Anche la posizione e la disposizione dei defunti all’interno delle fosse attestano inequivocabilmente una situazione di emergenza.
Si osservano infatti caratteristiche di sepoltura frettolosa, spesso senza atti di composizione del cadavere in atteggiamento rituale; sembra piuttosto che i defunti siano stati, se non proprio buttati giù, calati e sistemati di taglio, uno accanto all’altro, con il solo obiettivo di occupare meno spazio possibile. Una caratteristica peculiare di questa necropoli è l’orientamento cranio-caudale alternato dei corpi, sempre allo scopo di guadagnare spazio. I bambini venivano in genere incastrati nei ristretti spazi liberi tra gli adulti.
Esclusa l’ipotesi di un eccidio collegabile con le varie invasioni barbariche per l’assenza di traumi mortali da ferita e per l’aspetto delle giaciture (più fosse comuni a luogo di una sola fossa) ed esclusa la morte per fame in fase d’assedio o per malattie lungo decorso, rimane solo la possibilità di una moria imponente e rapida, quale si verifica nel corso di un’epidemia ad alto contagio e ad evoluzione acuta e mortale, come ad esempio la peste, il colera, la dissenteria, l’influenza.
La cronologia della necropoli, una volta precisata con i criteri archeologici e attraverso la datazione assoluta con il Radiocarbonio, potrebbe risultare compatibile con quella della Peste giustinianea. In questo caso di apre una prospettiva intrigante: identificare l’agente patogeno responsabile della Peste (Yersinia pestis) da ossa o denti.

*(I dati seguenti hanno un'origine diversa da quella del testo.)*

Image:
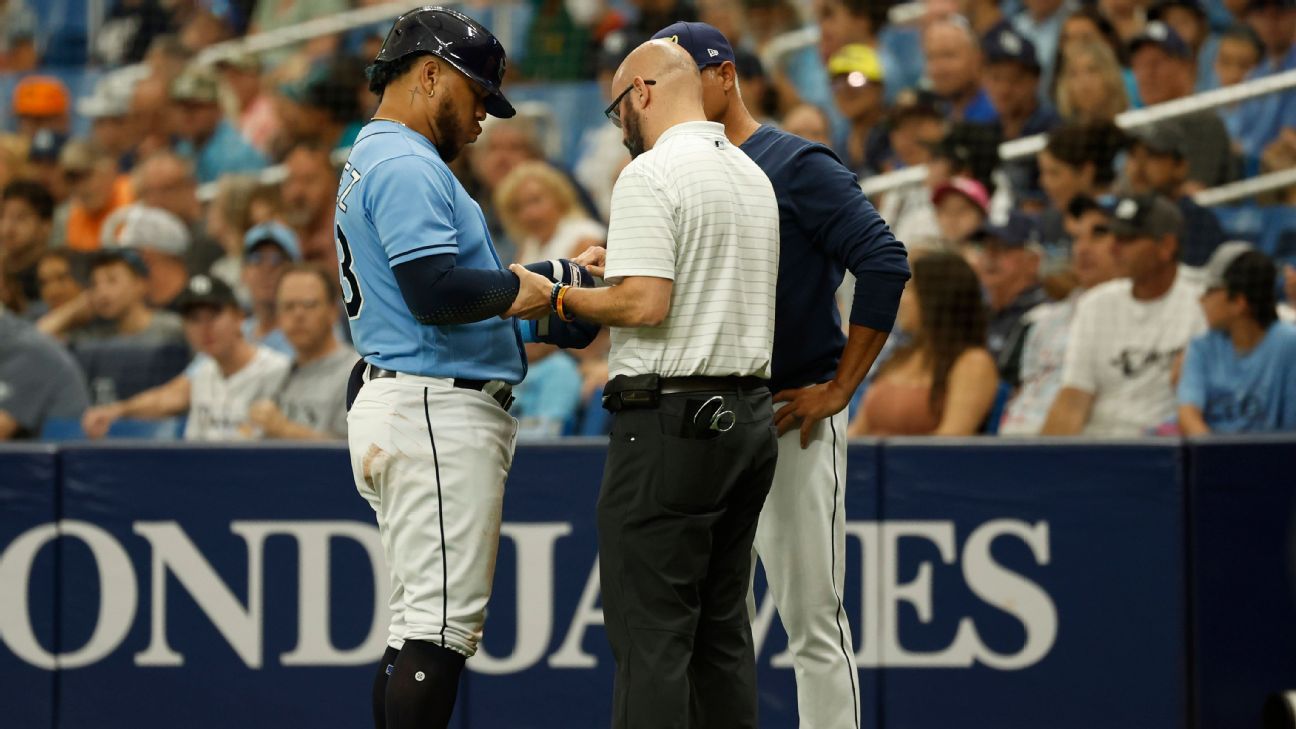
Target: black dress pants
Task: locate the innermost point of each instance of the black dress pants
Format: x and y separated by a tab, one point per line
677	519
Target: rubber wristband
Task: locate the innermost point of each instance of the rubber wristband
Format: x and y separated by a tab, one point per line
560	311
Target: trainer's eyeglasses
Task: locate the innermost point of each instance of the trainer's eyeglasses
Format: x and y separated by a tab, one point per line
613	110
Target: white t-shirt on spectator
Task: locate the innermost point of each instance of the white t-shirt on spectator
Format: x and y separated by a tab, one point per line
696	209
1122	350
218	405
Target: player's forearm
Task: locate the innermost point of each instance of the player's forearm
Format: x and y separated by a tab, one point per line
863	344
630	304
1191	422
163	401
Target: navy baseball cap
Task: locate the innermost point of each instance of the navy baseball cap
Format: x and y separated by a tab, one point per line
1005	44
706	44
1016	231
1156	33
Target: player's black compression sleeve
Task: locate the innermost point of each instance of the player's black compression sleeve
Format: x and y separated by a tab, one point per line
438	292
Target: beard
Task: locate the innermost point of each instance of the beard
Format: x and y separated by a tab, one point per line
634	135
450	134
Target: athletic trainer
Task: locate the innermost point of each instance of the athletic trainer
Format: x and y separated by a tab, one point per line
826	227
692	257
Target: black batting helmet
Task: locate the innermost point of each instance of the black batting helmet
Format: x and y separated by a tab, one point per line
455	39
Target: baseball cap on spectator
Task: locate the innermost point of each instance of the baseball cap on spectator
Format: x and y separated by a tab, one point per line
143	227
1221	260
1005	44
40	96
1157	11
858	64
205	291
127	256
1156	33
196	86
1015	231
1143	215
275	234
1163	140
112	95
967	187
46	145
706	44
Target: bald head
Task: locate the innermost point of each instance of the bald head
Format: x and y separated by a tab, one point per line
662	88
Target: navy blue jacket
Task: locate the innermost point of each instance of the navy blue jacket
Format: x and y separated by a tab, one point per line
826	227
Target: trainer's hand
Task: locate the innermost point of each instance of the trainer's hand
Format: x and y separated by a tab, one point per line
533	295
97	420
594	260
806	406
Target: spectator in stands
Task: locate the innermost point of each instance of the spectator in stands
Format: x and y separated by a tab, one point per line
1128	17
209	139
942	382
1090	86
962	206
1012	83
310	193
1165	70
1076	160
551	394
118	302
257	119
97	191
43	165
542	214
915	129
1157	162
42	103
858	90
109	109
39	380
1043	331
1010	274
270	249
162	243
1128	334
312	401
219	388
809	122
324	105
166	180
953	56
26	217
228	221
1240	376
1189	20
1274	21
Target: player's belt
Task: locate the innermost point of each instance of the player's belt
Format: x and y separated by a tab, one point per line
500	392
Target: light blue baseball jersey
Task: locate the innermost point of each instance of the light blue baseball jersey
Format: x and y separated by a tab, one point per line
398	201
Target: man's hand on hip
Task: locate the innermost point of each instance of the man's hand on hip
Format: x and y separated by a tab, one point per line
806	406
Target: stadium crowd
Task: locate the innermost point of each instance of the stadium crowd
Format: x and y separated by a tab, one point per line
152	274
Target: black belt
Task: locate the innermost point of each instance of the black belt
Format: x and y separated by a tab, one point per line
503	396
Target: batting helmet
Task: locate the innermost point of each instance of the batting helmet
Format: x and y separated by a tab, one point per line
455	39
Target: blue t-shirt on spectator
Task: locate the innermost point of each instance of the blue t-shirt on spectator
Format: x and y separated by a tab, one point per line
1253	393
227	152
548	397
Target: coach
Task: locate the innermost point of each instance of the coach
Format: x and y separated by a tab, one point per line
827	226
692	256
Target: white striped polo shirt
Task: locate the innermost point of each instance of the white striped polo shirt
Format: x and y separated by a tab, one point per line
697	210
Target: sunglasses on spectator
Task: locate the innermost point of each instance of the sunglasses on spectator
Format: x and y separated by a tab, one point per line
613	110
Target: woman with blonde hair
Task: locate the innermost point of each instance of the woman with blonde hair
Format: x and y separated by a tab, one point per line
542	214
1090	86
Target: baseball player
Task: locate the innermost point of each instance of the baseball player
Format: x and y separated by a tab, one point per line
826	226
429	430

A questo proposito, siamo già in contatto con un laboratorio di paleogenetica dell’Università di Mainz, dove un’equipe svolge una ricerca specializzata in questo campo.
Ma a parte l’epidemia e le sue cause, che pure è il tema di maggiore interesse per gli studiosi e per il pubblico, questo gruppo di una sessantina di scheletri è per noi antropologi di estrema importanza scientifica perché rappresenta un campione di dimensioni notevoli della popolazione fiorentina tra tardo antico e altomedievo. Finora avevamo a disposizione solo piccoli nuclei racimolati da altri scavi urbani di modesta ampiezza realizzati nel corso degli anni a seguito di lavori urbanistici in diverse zone della città. Invece adesso disponiamo di un campione consistente che permette di disegnare un quadro della popolazione fiorentina e delle sue condizioni di vita, di salute, di alimentazione, di attività lavorative.